1. Clinical Discovery: Identified that circSCMH1 is significantly downregulated in the thrombi and plasma of FR patients and negatively correlates with NET burden.
2. Mechanistic Insight: Demonstrated that low circSCMH1 levels in neutrophils are intrinsically linked to a higher propensity for NETosis, driving microvascular obstruction.
3. Novel Therapeutic Function: Uncovered a previously unknown hyperacute anti-thromboinflammatory function of circSCMH1. While previously known for late-stage repair, this study proves it can acutely suppress innate immune activation when delivered intracellularly.
4. Targeted Delivery Strategy: Developed a neutrophil-specific LNP system (pepLNP) that overcomes the delivery bottleneck, allowing circSCMH1 to reach activated neutrophils in the hyperacute phase.
5. Dual-Phase Paradigm: Proposed a "single-agent, dual-phase" therapeutic strategy where one molecule addresses both acute thromboinflammation (via neutrophil targeting) and delayed neurovascular repair.

4. Key Results

• Clinical Correlation:

  • FR patients showed significantly lower circSCMH1 levels in thrombi and plasma compared to MR patients.
  • Plasma circSCMH1 levels were negatively correlated with circulating NET biomarkers (H3Cit and MPO-DNA).
  • In thrombi, circSCMH1-negative neutrophils exhibited a significantly higher rate of NETosis (H3Cit positivity) compared to circSCMH1-positive neutrophils.

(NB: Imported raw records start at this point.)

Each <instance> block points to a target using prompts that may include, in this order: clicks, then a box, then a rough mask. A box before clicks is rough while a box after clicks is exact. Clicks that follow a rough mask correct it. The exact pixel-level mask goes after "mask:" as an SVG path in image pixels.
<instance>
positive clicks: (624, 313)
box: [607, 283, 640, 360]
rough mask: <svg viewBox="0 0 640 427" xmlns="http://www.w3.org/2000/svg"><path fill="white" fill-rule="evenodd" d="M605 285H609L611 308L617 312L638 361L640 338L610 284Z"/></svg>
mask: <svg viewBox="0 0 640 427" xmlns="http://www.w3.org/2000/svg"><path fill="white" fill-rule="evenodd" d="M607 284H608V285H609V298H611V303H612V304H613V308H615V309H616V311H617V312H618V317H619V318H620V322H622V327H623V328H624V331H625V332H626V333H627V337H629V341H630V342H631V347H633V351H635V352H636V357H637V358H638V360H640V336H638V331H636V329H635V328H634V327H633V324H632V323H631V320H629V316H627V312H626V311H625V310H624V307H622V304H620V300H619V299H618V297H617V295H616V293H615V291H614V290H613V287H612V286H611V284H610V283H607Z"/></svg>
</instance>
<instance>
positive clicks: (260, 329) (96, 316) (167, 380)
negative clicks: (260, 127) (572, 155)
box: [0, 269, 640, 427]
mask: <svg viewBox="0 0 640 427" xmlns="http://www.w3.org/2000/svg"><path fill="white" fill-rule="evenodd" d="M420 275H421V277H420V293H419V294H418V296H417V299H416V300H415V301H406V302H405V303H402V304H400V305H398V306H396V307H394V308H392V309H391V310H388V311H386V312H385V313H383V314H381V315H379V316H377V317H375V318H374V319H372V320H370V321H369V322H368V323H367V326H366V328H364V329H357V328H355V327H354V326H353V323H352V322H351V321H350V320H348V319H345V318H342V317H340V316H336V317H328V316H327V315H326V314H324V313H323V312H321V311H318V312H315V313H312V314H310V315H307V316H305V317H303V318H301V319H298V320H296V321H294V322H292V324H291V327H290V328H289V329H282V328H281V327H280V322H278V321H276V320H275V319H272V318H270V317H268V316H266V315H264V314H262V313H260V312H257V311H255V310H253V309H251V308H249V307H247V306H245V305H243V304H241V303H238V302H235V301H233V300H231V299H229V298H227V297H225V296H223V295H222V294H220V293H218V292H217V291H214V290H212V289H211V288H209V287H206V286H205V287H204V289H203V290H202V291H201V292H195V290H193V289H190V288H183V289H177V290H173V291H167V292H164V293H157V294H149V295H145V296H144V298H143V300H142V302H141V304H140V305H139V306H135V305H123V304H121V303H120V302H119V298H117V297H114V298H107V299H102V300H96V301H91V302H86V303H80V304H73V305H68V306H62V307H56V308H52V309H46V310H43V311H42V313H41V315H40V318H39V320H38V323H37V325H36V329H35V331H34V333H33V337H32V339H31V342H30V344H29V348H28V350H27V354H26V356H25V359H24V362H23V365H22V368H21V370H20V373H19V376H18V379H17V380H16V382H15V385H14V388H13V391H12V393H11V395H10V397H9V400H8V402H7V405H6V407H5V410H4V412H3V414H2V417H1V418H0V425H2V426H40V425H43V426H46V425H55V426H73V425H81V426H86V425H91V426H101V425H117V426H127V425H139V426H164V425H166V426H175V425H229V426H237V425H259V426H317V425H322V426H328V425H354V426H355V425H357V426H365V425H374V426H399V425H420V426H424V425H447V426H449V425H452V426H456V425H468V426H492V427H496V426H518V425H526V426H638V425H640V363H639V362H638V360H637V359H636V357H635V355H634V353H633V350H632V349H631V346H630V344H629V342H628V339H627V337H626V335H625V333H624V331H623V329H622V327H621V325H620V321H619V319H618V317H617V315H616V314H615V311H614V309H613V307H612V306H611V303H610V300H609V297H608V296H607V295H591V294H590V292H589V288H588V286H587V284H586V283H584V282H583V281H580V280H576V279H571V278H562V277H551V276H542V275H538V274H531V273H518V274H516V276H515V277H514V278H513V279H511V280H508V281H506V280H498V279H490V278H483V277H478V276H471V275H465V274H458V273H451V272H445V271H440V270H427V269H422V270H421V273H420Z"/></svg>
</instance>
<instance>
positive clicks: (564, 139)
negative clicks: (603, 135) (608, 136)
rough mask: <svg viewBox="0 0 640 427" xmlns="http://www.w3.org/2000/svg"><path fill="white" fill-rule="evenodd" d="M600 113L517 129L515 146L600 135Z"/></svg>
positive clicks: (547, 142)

• Therapeutic Efficacy in Mice:

  • Targeting: circSCMH1@pepLNP achieved specific accumulation in peripheral blood neutrophils, confirmed by IF and qPCR.
  • Infarct Reduction: Treatment significantly reduced infarct volume at day 3 compared to controls.
  • Suppression of Thromboinflammation:
    • Reduced platelet deposition (CD41) and fibrin(ogen).
    • Markedly decreased NETosis markers (NE and H3Cit).
    • Reduced neutrophil infiltration and microthrombus formation in the ischemic cortex.
  • Restoration of Perfusion:
    • Microvascular: Dual-lectin labeling showed a significant reduction in no-reflow microvessels.
    • Macrovascular: LSCI confirmed improved cortical blood flow at days 1 and 3.
    • Dynamics: Intravital TPM revealed that treatment reduced neutrophil rolling/adhesion, increased migratory velocity, and significantly shortened the duration of capillary stalling.

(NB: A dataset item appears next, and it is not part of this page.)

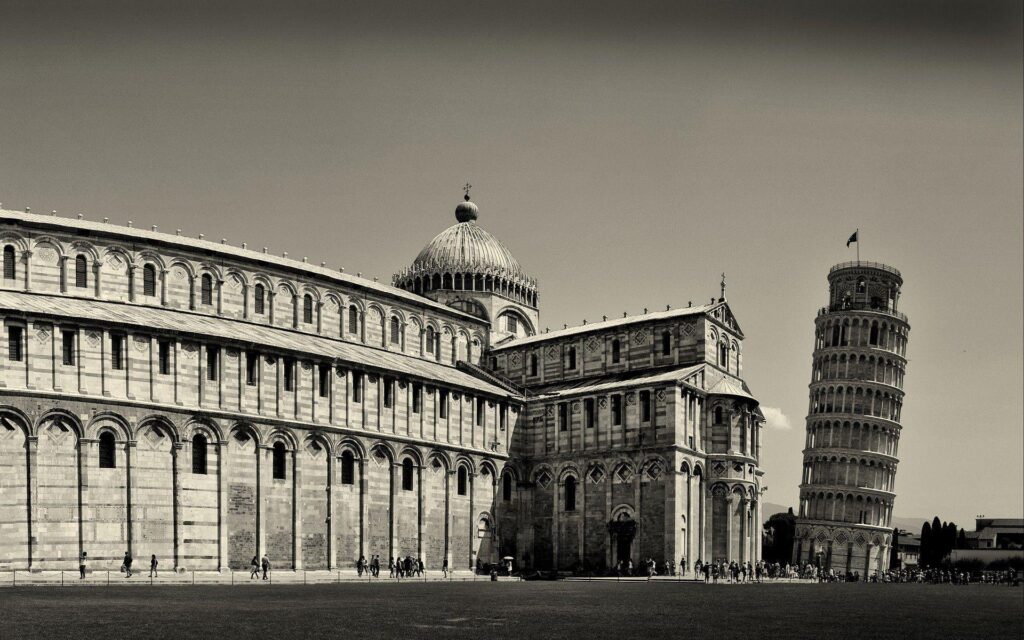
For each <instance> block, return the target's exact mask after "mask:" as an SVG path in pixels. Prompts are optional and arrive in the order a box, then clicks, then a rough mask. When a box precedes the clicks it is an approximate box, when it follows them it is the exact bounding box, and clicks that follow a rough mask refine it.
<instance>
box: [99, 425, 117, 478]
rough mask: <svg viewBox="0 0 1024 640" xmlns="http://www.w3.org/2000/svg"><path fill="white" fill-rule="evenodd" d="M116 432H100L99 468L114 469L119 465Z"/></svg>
mask: <svg viewBox="0 0 1024 640" xmlns="http://www.w3.org/2000/svg"><path fill="white" fill-rule="evenodd" d="M115 447H116V443H115V441H114V434H113V433H111V432H110V431H103V432H102V433H100V434H99V468H100V469H114V468H116V467H117V466H118V458H117V451H116V449H115Z"/></svg>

• Comparison: The targeted delivery (pepLNP) was significantly superior to non-targeted delivery (LNP), highlighting the necessity of specific neutrophil targeting for efficacy.

5. Significance

• Translational Breakthrough: This study bridges the gap between preclinical neuroprotection and clinical reality by addressing the "no-reflow" phenomenon, a major cause of EVT failure.
• Redefining circSCMH1: It expands the functional landscape of circSCMH1 from a late-stage repair molecule to a critical regulator of the hyperacute immune response, offering a unified mechanism for stroke management.
• Novel Adjunctive Therapy: The proposed circSCMH1@pepLNP offers a promising adjunctive therapy for EVT. Unlike current strategies focusing solely on clot dissolution (thrombolytics) or platelet inhibition, this approach targets the neutrophil-driven inflammatory cascade that clogs the microvasculature.
• Spatiotemporal Solution: By simultaneously mitigating early thromboinflammation and preserving the molecule's inherent reparative properties, this strategy overcomes the historical failure of single-window neuroprotectants, paving the way for comprehensive stroke management.

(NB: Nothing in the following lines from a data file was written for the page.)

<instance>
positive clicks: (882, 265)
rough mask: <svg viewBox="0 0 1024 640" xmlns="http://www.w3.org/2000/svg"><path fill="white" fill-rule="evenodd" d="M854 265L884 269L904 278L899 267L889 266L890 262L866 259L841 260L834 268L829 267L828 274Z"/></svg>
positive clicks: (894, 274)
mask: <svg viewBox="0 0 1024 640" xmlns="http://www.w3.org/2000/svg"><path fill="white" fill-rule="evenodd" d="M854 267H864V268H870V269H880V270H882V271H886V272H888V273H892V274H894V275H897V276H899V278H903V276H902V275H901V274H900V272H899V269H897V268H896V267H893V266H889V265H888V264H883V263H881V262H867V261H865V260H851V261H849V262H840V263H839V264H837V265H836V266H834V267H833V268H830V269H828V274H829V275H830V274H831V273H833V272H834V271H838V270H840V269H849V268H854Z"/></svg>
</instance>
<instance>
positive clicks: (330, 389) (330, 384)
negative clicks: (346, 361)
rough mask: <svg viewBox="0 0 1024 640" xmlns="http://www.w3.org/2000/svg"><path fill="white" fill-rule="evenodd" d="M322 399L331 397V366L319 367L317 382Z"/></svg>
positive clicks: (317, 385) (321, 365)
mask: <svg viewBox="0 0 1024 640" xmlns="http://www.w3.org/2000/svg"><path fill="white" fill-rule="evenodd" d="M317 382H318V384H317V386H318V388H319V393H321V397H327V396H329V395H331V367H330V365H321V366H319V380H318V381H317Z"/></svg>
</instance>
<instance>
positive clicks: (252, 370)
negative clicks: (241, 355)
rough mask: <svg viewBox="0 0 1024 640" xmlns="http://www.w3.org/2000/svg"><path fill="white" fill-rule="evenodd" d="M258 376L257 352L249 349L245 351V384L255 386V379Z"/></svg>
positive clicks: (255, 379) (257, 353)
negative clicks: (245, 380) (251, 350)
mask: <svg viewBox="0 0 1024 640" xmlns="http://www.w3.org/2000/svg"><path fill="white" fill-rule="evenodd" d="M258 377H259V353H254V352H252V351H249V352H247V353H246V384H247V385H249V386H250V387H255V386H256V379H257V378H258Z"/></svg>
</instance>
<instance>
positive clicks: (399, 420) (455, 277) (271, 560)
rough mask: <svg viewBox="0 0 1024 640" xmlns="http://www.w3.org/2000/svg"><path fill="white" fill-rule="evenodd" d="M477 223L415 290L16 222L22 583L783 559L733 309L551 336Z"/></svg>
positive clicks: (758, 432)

Conclusion: The study establishes that neutrophil-specific downregulation of circSCMH1 drives futile recanalization. Targeted intracellular delivery of circSCMH1 via pepLNP unlocks a potent acute anti-thromboinflammatory function, effectively restoring microvascular perfusion and improving outcomes in stroke models, representing a paradigm shift toward dual-phase therapeutic interventions.